Bioethics   |   Steven Ertelt   |   Dec 8, 2010   |   8:16PM   |   Helena, MT

After the Montana Supreme Court made the state the third to allow the practice of assisted suicide, state lawmakers want their say and will consider legislation on both sides of the debate.

The high court did not determine if the Montana constitution guarantees a right to assisted suicide but said nothing in state law or the precedent of the court prevented patients from getting lethal drugs from their physician.

The decision essentially had Montana joining Oregon and Washington as the only three states in the nation to allow doctors to aid patients in killing themselves.

Rep. Dick Barrett, a Missoula Democrat, will introduce legislation this session to implement the decision, according to a Missoulian report.

“My sense is that terminally ill Montanans really do want to have this choice available to them, not that large numbers of people take advantage of it,” Barrett said.

Niki Zupanic of ACLU Montana told the newspaper his group will push for the adoption of the legislation.

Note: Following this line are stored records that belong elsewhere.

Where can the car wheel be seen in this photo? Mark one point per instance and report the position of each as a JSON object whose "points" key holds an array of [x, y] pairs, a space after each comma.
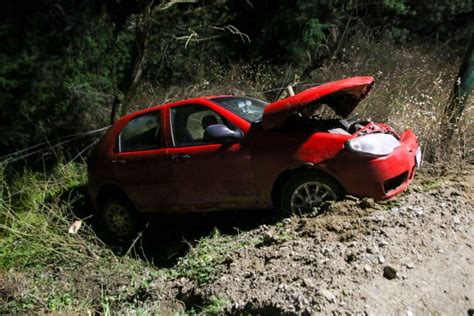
{"points": [[306, 191], [119, 217]]}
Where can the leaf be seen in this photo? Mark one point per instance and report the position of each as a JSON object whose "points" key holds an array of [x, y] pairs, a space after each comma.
{"points": [[75, 227], [166, 5]]}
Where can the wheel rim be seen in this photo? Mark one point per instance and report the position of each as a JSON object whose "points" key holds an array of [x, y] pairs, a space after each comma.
{"points": [[118, 219], [311, 194]]}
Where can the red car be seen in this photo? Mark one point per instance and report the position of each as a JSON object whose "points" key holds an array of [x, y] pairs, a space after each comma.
{"points": [[231, 152]]}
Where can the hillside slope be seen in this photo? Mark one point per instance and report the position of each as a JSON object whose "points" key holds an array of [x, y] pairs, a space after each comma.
{"points": [[335, 261]]}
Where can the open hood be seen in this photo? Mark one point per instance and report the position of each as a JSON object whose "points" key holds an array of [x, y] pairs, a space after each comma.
{"points": [[342, 96]]}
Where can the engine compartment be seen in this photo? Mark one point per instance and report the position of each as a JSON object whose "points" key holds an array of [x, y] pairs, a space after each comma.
{"points": [[337, 126]]}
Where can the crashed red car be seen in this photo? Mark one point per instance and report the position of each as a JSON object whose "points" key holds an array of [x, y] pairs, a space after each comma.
{"points": [[232, 152]]}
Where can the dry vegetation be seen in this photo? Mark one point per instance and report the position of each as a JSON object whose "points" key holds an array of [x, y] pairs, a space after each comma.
{"points": [[43, 268]]}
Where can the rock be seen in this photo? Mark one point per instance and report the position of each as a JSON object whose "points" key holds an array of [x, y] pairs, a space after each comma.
{"points": [[351, 198], [372, 250], [381, 259], [367, 203], [309, 282], [328, 295], [367, 268], [390, 272]]}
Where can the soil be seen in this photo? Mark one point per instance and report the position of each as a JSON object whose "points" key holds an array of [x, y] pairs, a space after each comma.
{"points": [[410, 255]]}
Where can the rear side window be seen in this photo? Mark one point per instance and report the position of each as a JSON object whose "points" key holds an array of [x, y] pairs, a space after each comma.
{"points": [[141, 133]]}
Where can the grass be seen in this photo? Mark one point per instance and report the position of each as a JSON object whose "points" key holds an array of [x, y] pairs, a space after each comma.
{"points": [[43, 268], [199, 265]]}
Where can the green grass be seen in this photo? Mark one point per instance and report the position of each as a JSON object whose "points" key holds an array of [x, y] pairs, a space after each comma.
{"points": [[43, 268]]}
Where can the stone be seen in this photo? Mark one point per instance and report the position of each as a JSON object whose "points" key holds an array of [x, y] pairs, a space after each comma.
{"points": [[309, 282], [390, 272], [381, 259], [328, 295]]}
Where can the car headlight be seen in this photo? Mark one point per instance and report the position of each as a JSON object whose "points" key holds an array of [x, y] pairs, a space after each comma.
{"points": [[418, 158], [373, 144]]}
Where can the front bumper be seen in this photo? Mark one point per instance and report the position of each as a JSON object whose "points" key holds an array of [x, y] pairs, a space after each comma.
{"points": [[380, 177]]}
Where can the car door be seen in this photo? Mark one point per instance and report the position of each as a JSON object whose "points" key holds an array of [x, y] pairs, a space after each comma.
{"points": [[141, 164], [208, 175]]}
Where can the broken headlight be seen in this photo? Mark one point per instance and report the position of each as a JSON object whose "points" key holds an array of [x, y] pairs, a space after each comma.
{"points": [[373, 144]]}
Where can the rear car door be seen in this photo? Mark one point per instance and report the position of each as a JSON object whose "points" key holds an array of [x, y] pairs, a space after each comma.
{"points": [[208, 175], [140, 163]]}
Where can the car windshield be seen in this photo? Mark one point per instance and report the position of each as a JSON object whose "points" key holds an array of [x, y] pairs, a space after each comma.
{"points": [[248, 108]]}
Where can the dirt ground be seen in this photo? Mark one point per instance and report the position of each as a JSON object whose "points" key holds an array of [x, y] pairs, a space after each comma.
{"points": [[408, 256]]}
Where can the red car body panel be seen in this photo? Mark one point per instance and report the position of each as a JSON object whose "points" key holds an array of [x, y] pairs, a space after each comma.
{"points": [[244, 174], [347, 94]]}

Sen. Greg Hinkle, a Republican from Thompson Falls, will file a bill to ban assisted suicide, calling it “elder abuse.”

His measure will receive support from pro-life groups like the Montana Family Foundation, whose president, Jeff Laszloffy, told the newspaper, “I think one of the big ones we’re really going to be fighting is the legalization of assisted suicide in Montana.”

Wesley J. Smith, a prominent bioethics attornney, previously explained the thought process of the Montana Supreme Court in he decision.

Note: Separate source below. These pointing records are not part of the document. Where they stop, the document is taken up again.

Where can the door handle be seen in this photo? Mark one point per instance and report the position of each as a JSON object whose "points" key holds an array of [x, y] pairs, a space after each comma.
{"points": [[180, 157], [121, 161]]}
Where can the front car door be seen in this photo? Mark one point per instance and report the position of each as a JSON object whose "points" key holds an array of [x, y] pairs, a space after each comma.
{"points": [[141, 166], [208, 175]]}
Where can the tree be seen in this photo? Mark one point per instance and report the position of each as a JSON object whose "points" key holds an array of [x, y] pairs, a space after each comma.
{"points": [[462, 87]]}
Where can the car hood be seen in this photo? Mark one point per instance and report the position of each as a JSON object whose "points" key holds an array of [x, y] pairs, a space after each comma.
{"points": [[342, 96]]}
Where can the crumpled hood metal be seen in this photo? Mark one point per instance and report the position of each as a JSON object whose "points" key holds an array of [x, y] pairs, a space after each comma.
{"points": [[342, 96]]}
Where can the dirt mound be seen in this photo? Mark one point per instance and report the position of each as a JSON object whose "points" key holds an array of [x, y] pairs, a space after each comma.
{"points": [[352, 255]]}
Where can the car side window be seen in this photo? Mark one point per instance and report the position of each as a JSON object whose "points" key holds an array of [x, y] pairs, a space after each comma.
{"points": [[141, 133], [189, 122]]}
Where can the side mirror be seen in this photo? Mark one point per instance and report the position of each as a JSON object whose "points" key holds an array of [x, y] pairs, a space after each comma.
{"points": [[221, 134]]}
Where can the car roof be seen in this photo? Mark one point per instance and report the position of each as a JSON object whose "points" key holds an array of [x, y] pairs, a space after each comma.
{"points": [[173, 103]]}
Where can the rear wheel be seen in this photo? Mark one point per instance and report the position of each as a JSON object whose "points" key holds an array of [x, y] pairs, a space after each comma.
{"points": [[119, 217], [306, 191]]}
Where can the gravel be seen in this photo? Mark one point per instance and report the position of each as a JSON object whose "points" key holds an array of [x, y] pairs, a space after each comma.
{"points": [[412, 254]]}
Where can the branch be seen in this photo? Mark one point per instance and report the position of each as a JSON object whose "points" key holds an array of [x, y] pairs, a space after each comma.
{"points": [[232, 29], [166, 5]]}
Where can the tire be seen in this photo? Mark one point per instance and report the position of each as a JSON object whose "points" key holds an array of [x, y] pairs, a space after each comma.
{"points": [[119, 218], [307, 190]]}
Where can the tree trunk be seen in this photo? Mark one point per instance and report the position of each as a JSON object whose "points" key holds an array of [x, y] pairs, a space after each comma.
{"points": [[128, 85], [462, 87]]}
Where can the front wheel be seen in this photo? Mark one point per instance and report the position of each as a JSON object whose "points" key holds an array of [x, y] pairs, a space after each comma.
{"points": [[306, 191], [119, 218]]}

“The Supreme Court of Montana vacated a trial judge’s ruling that the Constitution of Montana prohibited assisted suicide for the terminally ill–but construed the state’s living will law as permitting doctors to prescribe lethal overdoses if the patient self administers,” he said.

“The good news is that it isn’t a constitutional right but permitted by the Court’s construction of a statute,” he added. “The bad news is that the case seems to accept “aid in dying” as a legitimate medical procedure, and indeed one in which the physician is less involved in a patient’s death than when he or she withdraws life support.  But we are generally not talking about patients on life support.”

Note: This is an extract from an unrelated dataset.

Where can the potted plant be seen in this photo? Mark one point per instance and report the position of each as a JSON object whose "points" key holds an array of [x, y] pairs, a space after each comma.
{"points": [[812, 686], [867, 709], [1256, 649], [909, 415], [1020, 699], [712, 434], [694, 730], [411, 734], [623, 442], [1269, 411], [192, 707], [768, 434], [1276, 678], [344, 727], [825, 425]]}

“Let us hope that the Montana Legislature clarifies the law as not applying to prescribing lethal doses for suicide,” he said.

The case was an appeal of a ruling District Judge Dorothy McCarter issued last December misusing the privacy clause of the state constitution to allow people to kill themselves with the help of a physician. Note: This article has been revised to reinforce our original story indicating that the high court did not legalize assisted suicide, but essentially allowed the practice of physicians writing a lethal prescription for patients to self-administer.